“You need to draw a line in the sand. You can't enable her anymore. If she leaves this facility, you and your husband have to agree not to let your daughter in the house. This is one of the rules of our program.”
This advice was given to Debra, the mother of nineteen-year-old Emily.* Emily had been struggling with a heroin addiction for the past two years and this was her third attempt at recovery. Her third enrollment in a rehabilitation program.
It had been a tumultuous couple of years for the family…and that is putting it mildly. The family was a frequent subject of gossip in their small town. Debra and Emily were stuck in a cycle of what seemed liked constant conflict. Emily would spend nights away from home without saying where she was, she would steal from Debra and other family members in order to get enough money to pay for her habit, and the overall family dynamic was hallmarked by stress, worry, fear, guilt, anger, and uncertainty.
There was even a time when Emily, in the throes of immense sadness, rage, and confusion, came to the dinner table and put a knife to her own throat beckoning to her mother that she was “just going to end it all, right here, right now.”
Here is where the power of intention creates a real impact.
After dropping Emily off at this third rehabilitation facility, Debra felt unsettled by the advice of the program facilitators. A funny sense of unease came over her. She felt more confused than ever and for the first time in what felt like years, gave herself the time to really process everything that had happened over the years. This was her little girl after all. A previous star student and star athlete…turned heroin addict and now fighting for her life.
As soon as she got home, Debra ran upstairs to her bedroom. She flung her purse to the ground and got down on her knees by her bedside.
Please, I don't know what to do anymore. I am open to guidance. I just want Emily to be safe. I just want us to feel like a family again. I give up. I open myself up to deeper guidance. I can see now that what we really need is a miracle. I just don't know what to do. My deepest desire is just for Emily to stop using heroin.
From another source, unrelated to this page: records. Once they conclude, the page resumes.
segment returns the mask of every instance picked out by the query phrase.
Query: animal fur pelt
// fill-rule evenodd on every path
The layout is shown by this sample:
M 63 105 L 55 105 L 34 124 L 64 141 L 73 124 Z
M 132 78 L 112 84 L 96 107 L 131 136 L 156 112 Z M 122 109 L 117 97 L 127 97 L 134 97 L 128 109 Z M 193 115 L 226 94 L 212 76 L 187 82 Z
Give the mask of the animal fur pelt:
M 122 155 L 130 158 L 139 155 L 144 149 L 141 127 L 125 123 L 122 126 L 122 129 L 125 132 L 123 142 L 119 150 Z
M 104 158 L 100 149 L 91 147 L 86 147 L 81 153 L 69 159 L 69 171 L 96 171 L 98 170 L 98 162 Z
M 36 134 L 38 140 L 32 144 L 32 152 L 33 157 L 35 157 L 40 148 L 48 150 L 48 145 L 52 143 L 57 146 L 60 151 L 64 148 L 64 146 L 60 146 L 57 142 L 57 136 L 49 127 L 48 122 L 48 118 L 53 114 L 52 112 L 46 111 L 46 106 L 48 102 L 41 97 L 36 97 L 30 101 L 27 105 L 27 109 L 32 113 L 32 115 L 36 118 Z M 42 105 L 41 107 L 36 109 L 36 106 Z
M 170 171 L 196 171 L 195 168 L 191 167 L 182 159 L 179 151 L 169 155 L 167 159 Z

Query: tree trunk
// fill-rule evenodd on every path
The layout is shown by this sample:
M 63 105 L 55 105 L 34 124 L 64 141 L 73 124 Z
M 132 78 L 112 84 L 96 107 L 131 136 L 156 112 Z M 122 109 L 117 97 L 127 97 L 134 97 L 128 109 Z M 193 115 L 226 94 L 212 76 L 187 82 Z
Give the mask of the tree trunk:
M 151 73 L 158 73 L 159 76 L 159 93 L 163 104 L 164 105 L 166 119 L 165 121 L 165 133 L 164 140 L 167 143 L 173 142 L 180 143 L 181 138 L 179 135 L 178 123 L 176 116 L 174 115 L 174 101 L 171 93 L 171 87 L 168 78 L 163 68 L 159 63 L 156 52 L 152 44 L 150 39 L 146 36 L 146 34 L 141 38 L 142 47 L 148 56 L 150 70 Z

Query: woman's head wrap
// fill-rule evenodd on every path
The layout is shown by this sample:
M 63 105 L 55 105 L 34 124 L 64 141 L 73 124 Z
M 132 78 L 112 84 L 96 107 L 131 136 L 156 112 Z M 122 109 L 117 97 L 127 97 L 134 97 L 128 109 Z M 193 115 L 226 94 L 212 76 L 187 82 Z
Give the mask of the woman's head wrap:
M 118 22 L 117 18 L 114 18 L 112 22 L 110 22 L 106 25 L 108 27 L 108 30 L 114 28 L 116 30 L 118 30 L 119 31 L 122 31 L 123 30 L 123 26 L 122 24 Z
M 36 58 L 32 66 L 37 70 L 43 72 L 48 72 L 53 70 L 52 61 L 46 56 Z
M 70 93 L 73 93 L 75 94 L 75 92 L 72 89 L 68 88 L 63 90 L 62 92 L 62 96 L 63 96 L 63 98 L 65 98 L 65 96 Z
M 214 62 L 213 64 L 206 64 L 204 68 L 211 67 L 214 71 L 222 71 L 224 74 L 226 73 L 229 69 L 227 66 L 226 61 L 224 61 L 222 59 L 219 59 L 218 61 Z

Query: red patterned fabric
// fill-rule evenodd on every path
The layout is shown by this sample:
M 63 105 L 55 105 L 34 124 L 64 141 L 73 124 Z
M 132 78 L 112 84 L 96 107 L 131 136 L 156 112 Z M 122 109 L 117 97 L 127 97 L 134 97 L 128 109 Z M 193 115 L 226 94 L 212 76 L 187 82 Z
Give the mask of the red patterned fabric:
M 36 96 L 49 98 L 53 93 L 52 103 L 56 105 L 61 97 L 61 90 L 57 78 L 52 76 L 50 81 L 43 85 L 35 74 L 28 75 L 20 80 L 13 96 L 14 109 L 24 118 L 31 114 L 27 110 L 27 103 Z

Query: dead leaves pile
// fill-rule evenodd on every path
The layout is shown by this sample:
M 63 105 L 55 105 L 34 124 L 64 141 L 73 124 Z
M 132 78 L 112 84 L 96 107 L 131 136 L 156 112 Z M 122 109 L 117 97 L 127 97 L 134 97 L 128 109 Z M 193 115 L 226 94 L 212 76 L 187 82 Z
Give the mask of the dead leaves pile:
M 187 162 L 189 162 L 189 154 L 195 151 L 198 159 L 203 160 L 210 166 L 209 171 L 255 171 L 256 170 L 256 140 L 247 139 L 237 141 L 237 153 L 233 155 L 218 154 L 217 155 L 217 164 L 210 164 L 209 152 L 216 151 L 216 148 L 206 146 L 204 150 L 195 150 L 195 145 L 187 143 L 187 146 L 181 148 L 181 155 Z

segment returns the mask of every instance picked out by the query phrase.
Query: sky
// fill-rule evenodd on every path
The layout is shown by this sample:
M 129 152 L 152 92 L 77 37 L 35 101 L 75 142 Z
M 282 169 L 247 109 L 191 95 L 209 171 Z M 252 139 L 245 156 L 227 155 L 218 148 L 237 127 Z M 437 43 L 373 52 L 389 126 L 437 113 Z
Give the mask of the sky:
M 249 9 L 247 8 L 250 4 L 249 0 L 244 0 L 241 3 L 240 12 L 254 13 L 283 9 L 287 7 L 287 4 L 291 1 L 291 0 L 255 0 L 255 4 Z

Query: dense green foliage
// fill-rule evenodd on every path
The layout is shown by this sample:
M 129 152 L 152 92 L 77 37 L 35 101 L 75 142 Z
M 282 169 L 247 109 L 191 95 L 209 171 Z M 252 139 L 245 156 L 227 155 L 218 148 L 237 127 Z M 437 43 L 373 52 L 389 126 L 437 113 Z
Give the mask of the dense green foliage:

Debra allowed herself to sit there in solitude and to feel the emotions that she had held back for so long. She then slipped into a gap of pure consciousness. Said another way, she reached a place of heightened awareness and calm. She then let go of her prayers…her intentions…her desires…and continued on with her life that day. She briskly walked downstairs to start making dinner for her family.
What is odd is from that moment, things began to get better. And they seemed to be getting better even when Debra was doing less to try to control the situation. Debra and Emily were in regular contact and Emily seemed to be doing well in her current environment.
Then came the unexpected
Emily showed up at the family's door on a Sunday evening at 8 pm. This was in strict violation of the stated rules and conditions of the rehab center. Debra was not to let Emily in the house.
When Emily showed up, Debra, her husband, and their younger daughter were shocked. They were expecting that Emily was getting better and still at the rehab facility located almost 2 hours away.
After an initial outburst of emotion, Debra got quiet. She had this overwhelming feeling of intuition that if she turned her daughter away, she would only go live either on the street or with her drug-dealing and drug-using friends. She knew that this would not, in any way, facilitate Emily's recovery. (1)
In a moment of inspired guidance, Debra opened the door. It didn't make sense for her to push her daughter away in her time of need. Debra essentially ignored all the advice she had been given. She put down the label of “enabler” which had been given to her by herself and others in the community. Instead, she followed her own instincts in that moment.
Debra set a boundary that Emily was to sleep downstairs on one couch with her on the other, and made Emily promise that they would return to the recovery center tomorrow.
It was a pivotal moment. That decision to show Emily unconditional love and provide a safe space for her to lay her head during the most confusing and out of control period of her life was exactly what this particular family needed.**
Both Debra and Emily began to have a series of inspired thoughts that guided Emily to where she is now…completely recovered, holding down a job, back in school, and enjoying a healthy relationship with her new boyfriend.
And in case you are wondering…Emily did return to that rehab center the next day, but the dynamic of her relationship with her parents had changed and the dynamic of her relationship to herself and her thinking began to transform. Emily then began to explore both traditional and alternative methods of recovery and participated in those that resonated with her.
Slowly, but surely, Emily made a full recovery.
In closing, the title of this article is a bit misleading because it was Emily that actually saved herself. It was Emily who saw something new and made a life change. However, it was Debra's conscious intention of being open to guidance and inspiration that lead to a series of inspired actions which created a safe platform from which Emily could explore sobriety.
*This is a true story to which the names have been changed to protect confidentiality.
**The actions highlighted in this article are not to be taken as universal how-to's or advice on what someone should do if they have a child struggling with an addiction. This story simply highlights the power of how inspired intentions have the ability to show up and guide each of us in different ways that work specifically for our unique life situations.